The EU desires stricter laws.



"Given the sharp increase in deceptive practices, and related environmental risks, by vessels transporting Russian crude oil and petroleum products in an effort to circumvent Union restrictive measures," the draft sanctions package recommends that the EU should block "access to the ports and locks of the Union to vessels that are suspected or found in breach of the ban on importing seaborne Russian crude oil and petroleum products into the Union and of the G7 agreed price cap by engaging in ship-to-ship transfers." 


Similar rules apply to ships that turn off their AIS transponders. Nevertheless, the most recent version of the sanctions package, dated May 24, makes it clear that the "prohibition does not apply in circumstances where the navigation system can be legitimately turned off."


However, it is difficult to stop the Russian crude trade that is shattering price caps.


Other EU nations, including France, Germany, and the Netherlands, in addition to those with sizable fleets, have voiced concerns during the sanctions negotiations, a European official from a third country said on the condition of anonymity.


Speaking under the condition of anonymity to discuss the delicate negotiations, another diplomat from a European country with a significant maritime industry said, "We’re not opposed to these measures, but we need to understand how they would work."

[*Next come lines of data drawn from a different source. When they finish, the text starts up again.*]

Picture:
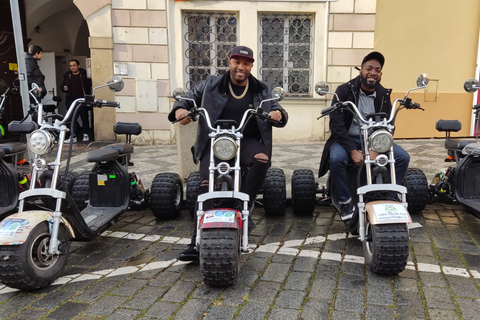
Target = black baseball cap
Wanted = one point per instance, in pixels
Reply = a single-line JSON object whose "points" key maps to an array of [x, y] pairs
{"points": [[374, 55], [242, 52]]}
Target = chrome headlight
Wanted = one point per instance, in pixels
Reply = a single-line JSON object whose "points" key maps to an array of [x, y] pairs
{"points": [[380, 141], [225, 148], [41, 142]]}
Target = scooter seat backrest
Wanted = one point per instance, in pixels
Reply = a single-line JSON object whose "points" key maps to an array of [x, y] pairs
{"points": [[448, 125], [122, 148], [102, 155], [10, 148], [22, 127], [127, 128]]}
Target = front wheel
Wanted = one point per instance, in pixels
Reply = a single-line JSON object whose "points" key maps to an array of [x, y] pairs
{"points": [[220, 256], [30, 266], [304, 192], [386, 248], [417, 190], [166, 195], [274, 192]]}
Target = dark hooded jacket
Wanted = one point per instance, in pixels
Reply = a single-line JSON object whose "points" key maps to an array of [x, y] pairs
{"points": [[212, 94], [340, 121], [34, 75]]}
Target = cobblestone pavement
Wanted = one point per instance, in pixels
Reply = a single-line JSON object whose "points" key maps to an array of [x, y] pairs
{"points": [[298, 268]]}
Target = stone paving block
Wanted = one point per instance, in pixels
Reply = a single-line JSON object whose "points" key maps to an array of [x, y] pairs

"Identifying which vessels are involved is very difficult," they claimed. "There are instances where ships can legitimately switch off their AIS, so you can’t automatically say if they do that, they’re transporting Russian crude. So there is no agreement at the moment and there will have to be a new draft," they said.


The proposed reforms have the industry on edge as well.


"Regulators need to be aware of the risk that by prohibiting certain activity, the demand to purchase, sell and transport that cargo isn’t going to go away," said Daniel Martin, a partner at international law firm HFW, which has a significant maritime practice. "There will always be those who look to circumvent restrictions in other ways, which will carry its own risks."


Greek and Maltese shipowner organisations as well as the European Community Shipowners' organisations declined to comment on the record.


Taking on ship-to-ship transfers and vessels that go offline can be dealt with, but only if there is adequate political will, claims S&P's McKinney.


That presents a challenge. He said that oil transfers in the Black Sea are "hugely involved" with Greek-owned ships.


"If you start to clamp down on that, then obviously it would affect Greek shipping the most out of any other flag state within the EU. So I can imagine there would be some pushback there," he remarked.